U.S. paving the way to global LNG markets

U.S. paving the way to global LNG markets

With its first liquefied natural gas (LNG) export terminal set to go into production in December 2015, the United States is joining the competitive race for control over global natural gas markets.

Ever since hydraulic fracturing breathed new life into the U.S.’s faltering oil and gas industry, natural gas has become an abundant and cheap commodity for U.S. consumers. With the ability to export, U.S. producers will gain new momentum in terms of better integration with the global LNG market, while the U.S. government will acquire a new lever with which to pursue American global interests.

Unlike crude oil, where a 40-year administrative ban still prevents exports on a large scale, the key obstacle for natural gas exports is the still non-existent LNG export terminals network.

At the moment, five LNG export terminals are being built along the U.S. East Coast, with Cheniere Energy’s Sabine Pass set to become the first operational LNG export facility in the U.S. in December 2015. The project will mark a new chapter for the U.S. energy sector, but prospects for natural gas exports are not entirely rosy.

When times were good and oil prices high, U.S. natural gas producers could count on low domestic prices linked to Henry Hub Spot in order to boost their margins and competitiveness on global markets where gas is indexed to oil prices.

Since August 2014, however, oil prices have slumped by more than 60%. In such an environment, U.S. natural gas lost much of its attractiveness outside the United States. With this in mind, a recently published Brookings Institute study forecasts that only projects currently under construction will make it to the market by 2020, with others more likely to fail.

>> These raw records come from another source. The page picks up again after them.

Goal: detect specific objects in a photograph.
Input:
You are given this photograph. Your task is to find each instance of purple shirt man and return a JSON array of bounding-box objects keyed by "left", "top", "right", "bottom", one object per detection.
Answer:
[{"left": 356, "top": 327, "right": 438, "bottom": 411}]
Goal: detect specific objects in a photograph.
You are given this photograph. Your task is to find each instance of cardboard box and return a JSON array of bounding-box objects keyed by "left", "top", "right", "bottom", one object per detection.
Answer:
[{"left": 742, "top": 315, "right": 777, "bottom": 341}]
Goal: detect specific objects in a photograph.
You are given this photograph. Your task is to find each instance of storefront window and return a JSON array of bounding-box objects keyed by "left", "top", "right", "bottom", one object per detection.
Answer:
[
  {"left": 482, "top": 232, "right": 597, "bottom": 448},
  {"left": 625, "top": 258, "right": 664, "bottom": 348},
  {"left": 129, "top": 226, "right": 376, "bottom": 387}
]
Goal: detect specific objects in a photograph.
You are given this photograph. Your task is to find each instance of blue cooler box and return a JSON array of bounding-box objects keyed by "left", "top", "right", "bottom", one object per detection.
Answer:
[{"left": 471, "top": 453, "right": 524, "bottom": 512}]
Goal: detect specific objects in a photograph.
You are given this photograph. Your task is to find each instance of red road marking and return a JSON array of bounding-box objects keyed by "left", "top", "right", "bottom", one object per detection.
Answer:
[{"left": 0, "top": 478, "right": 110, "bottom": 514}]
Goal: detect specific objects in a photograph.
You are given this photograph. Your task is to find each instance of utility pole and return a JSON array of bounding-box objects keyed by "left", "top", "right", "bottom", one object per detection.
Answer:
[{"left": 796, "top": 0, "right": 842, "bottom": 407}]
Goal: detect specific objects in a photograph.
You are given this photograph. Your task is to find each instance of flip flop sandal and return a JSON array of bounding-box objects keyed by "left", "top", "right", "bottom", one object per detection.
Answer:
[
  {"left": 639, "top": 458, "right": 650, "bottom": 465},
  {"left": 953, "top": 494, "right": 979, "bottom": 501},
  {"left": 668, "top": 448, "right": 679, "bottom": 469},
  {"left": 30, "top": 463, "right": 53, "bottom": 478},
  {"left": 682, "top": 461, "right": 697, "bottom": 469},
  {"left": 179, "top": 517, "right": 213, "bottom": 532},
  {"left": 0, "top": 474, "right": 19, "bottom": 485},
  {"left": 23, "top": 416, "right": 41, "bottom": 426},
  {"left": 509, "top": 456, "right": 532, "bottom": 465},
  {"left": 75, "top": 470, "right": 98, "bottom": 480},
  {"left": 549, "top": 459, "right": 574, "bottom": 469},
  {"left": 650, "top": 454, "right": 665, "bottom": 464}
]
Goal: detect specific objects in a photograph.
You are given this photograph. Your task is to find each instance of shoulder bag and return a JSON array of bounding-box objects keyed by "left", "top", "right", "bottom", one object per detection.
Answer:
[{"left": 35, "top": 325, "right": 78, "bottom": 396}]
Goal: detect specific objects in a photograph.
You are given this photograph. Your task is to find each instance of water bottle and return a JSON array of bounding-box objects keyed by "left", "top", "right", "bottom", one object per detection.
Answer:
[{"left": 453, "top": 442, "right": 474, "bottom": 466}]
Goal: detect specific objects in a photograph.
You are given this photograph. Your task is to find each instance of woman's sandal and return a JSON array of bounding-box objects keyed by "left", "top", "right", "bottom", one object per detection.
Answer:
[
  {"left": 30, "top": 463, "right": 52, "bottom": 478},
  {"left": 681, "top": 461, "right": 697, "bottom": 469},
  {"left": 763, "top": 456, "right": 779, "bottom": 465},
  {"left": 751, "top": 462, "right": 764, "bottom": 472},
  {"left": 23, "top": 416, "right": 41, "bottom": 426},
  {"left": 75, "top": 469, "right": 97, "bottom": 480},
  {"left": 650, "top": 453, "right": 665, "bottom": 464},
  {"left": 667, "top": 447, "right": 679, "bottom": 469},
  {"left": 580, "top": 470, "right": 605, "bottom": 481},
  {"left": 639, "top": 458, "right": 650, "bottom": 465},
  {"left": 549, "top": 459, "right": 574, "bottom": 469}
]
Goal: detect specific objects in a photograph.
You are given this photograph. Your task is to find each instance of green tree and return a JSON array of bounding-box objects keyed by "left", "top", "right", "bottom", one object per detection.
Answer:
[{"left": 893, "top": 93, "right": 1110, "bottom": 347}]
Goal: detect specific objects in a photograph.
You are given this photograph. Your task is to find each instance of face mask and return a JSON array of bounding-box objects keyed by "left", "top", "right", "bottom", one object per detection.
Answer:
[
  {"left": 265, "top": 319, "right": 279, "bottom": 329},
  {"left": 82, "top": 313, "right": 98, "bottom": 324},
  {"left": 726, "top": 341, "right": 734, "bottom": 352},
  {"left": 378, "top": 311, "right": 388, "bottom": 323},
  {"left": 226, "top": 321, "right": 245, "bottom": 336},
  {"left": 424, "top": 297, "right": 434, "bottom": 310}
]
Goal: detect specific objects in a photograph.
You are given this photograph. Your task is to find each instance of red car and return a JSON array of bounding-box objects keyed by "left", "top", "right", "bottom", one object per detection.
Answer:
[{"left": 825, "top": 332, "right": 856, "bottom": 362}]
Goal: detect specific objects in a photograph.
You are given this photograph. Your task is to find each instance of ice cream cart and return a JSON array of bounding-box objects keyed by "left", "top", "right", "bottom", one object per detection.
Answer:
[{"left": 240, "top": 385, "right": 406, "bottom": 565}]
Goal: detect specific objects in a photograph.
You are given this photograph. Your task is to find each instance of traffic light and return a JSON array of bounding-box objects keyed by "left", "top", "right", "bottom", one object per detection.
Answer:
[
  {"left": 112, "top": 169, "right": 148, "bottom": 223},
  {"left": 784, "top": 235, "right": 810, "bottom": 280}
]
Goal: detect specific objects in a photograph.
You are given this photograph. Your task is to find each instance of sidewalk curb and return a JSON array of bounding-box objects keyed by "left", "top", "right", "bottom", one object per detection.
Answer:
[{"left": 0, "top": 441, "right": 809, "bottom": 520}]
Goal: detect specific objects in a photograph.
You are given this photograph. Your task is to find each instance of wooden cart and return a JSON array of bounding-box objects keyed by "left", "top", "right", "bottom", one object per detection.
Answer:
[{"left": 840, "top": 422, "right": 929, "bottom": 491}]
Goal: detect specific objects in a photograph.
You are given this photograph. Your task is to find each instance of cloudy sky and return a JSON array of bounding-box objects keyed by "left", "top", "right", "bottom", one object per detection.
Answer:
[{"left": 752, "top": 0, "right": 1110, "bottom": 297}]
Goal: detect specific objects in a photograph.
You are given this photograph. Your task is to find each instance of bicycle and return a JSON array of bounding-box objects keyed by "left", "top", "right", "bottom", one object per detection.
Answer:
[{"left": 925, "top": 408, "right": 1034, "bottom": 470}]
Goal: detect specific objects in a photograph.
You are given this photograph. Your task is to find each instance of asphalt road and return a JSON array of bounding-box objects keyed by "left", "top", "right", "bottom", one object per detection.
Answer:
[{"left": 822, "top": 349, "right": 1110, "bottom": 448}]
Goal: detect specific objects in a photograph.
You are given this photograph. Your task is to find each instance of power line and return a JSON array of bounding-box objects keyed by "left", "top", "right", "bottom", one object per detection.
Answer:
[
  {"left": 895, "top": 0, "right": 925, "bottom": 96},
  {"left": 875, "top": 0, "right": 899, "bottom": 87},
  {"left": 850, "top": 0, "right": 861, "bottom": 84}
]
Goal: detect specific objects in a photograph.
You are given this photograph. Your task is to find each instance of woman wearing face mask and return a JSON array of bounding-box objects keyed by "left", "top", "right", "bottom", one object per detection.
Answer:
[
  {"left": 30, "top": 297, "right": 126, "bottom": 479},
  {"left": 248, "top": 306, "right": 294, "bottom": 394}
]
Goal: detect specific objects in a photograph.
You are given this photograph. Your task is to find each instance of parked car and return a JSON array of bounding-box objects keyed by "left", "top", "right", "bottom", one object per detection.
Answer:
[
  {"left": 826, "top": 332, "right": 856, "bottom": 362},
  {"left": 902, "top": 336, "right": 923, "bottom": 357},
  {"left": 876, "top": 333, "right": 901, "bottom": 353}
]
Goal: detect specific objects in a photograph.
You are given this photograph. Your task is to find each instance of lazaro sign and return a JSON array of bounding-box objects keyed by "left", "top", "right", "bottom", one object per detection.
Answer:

The industry’s trade group, America’s Natural Gas Alliance, has already warned that the U.S. might lose the battle with other producers for its share of global natural gas markets.

Both Australia and East African countries are ahead, with plans to build export terminals, along with the existing LNG and pipeline exporters, such as Qatar, Russia, Norway, and potentially Iran.

In terms of exports to Europe, the question is how competitive U.S. gas can be in comparison to pipeline-delivered natural gas from Russia and other LNG exporters.

At the moment, the breakeven price of U.S. exports to Europe would be around $7-8 per million British thermal units (mmBtu), compared to an average EU import price of $6.95 per mmBtu in August 2015. Exports to Asia would be higher due to transportation costs, which would make them unviable with current Asian spot prices down by 60%, and currently at $8 per mmBtu.

Apart from market driven circumstances, geopolitical uncertainties in Europe and the Middle East might play in the United States’ favour.

Although U.S. shale gas will probably never be able to compete directly with Russian gas in terms of price, it might have indirect influence on European gas prices by putting an upper cap on Gazprom’s prices: direct impact on the continent’s security in the context of Europe’s skirmishes with Moscow over Ukraine, and efforts to reduce dependency on Russian energy. This is predominantly valid for Baltic and Eastern European countries that are particularly eager to break Russian energy domination.

Turkey, on the other hand, might directly benefit from U.S. exports. At the moment, Turkey imports natural gas at $12 per mmBtu and $14 per mmBtu from Russia and Iran, respectively. In addition, recent upheavals in relations with Russia over its role in Syria could be another reason for Turkey to consider this option after long-term gas import contracts expire in 2021.

In today’s saturated, low-price environment, the U.S. has a long way to go before it establishes a foothold in the global LNG market. In the short term, its impact will be less significant than some would have hoped, but in the long term, it could impact global natural gas prices, ease Russian energy domination in Europe, and strengthen energy security in Asia-Pacific.

About Author

Ante Batovic

Ante was previously a lecturer in International History at the University of Zadar where he specialised in Cold War and East European history. He was also a visiting fellow at the LSE IDEAS centre and the fellow of the Robert Schuman Foundation in the European Parliament. He holds a master’s degree in Global Politics from the London School of Economics and a PhD from the University of Zadar.